The three siblings put down their debark-ers and looked at one another. They had been working so hard that they had almost forgotten about meeting their guardian, whatever his name was. What sort of man would force small children to work in a lumbermill? What sort of man would hire a monster like Foreman Flacutono? What sort of man would pay his employees in coupons, or feed them only gum? Foreman Flacutono banged his pots together again and pointed at the door, and the children stepped out of the noisy room into the quiet of the courtyard. Klaus took the map out of his pocket and pointed the way to the office. With each step, the orphans raised small clouds of dirt that matched the clouds of dread hovering over them. Their bodies ached from the morning's work, and they had an uneasy feeling in their empty stomachs. As they had guessed from the way their day began, the three children were having a bad day. But as they got closer and closer to the office, they wondered if their day was about to get even worse.
CHAPTER Four
As I'm sure you know, whenever there is a mirror around, it is almost impossible not to take a look at yourself. Even though we all know what we look like, we all like just to look at our reflections, if only to see how we're doing. As the Baudelaire orphans waited outside the office to meet their new guardian, they looked in a mirror hanging in the hallway and they saw at once that they were not doing so well. The children looked tired and they looked hungry. Violet's hair was covered in small pieces of bark. Klaus's glasses were hanging askew, a phrase which here means "tilted to one side from leaning over logs the entire morning." And there were small pieces of wood stuck in Sunny's four teeth from using them as debarkers. Behind them, reflected in the mirror, was a painting of the seashore, which was hanging on the opposite wall, which made them feel even worse, because the seashore always made them remember that terrible, terrible day when the three siblings went to the beach and soon received the news from Mr. Poe that their parents had died. The children stared at their own reflections, and stared at the painting of the seashore behind them, and it was almost unbearable to think about everything that had happened to them since that day.

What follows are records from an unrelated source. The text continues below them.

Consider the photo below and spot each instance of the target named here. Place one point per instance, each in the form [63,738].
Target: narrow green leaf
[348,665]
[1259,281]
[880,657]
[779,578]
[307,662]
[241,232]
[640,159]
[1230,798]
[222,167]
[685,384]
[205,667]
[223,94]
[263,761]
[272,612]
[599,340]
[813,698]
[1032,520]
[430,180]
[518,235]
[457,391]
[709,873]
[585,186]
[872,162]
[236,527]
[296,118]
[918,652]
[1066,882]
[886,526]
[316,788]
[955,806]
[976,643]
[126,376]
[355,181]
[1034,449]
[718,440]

"If someone had told me," Violet said, "that day at the beach, that before long I'd find myself living at the Lucky Smells Lumbermill, I would have said they were crazy."

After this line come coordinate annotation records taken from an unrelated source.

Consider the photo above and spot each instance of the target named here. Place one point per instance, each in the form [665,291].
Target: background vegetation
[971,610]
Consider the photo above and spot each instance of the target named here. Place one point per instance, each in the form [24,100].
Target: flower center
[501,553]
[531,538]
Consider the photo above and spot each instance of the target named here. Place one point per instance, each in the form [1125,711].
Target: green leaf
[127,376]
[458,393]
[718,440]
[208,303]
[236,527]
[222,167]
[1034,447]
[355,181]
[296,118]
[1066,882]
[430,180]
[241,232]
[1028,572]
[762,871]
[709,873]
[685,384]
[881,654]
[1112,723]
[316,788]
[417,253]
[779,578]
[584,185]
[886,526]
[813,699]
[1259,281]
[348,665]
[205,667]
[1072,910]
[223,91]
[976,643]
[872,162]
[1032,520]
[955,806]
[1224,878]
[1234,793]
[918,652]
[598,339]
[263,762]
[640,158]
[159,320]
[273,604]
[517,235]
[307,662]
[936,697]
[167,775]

"If someone had told me" Klaus said, "that day at the beach, that before long I'd find myself pursued by a greedy, evil man named Count Olaf, I would have said they were insane."
"Wora," Sunny said, which meant something like "If someone had told me, that day at the beach, that before long I'd find myself using my four teeth to scrape the bark off trees, I would have said they were psychoneurotically disturbed."
The dismayed orphans looked at their reflections, and their dismayed reflections looked back at them. For several moments, the Baudelaires stood and pondered the mysterious way their lives were going, and they were thinking so hard about it that they jumped a little when somebody spoke.
"You must be Violet, Klaus, and Sunny Baudelaire," the somebody said, and the children turned to see a very tall man with very short hair. He was wearing a bright blue vest and holding a peach. He smiled and walked toward them, but then frowned as he drew closer. "Why, you're covered in pieces of bark," he said. "I hope you haven't been hanging around the lumbermill. That can be very dangerous for small children."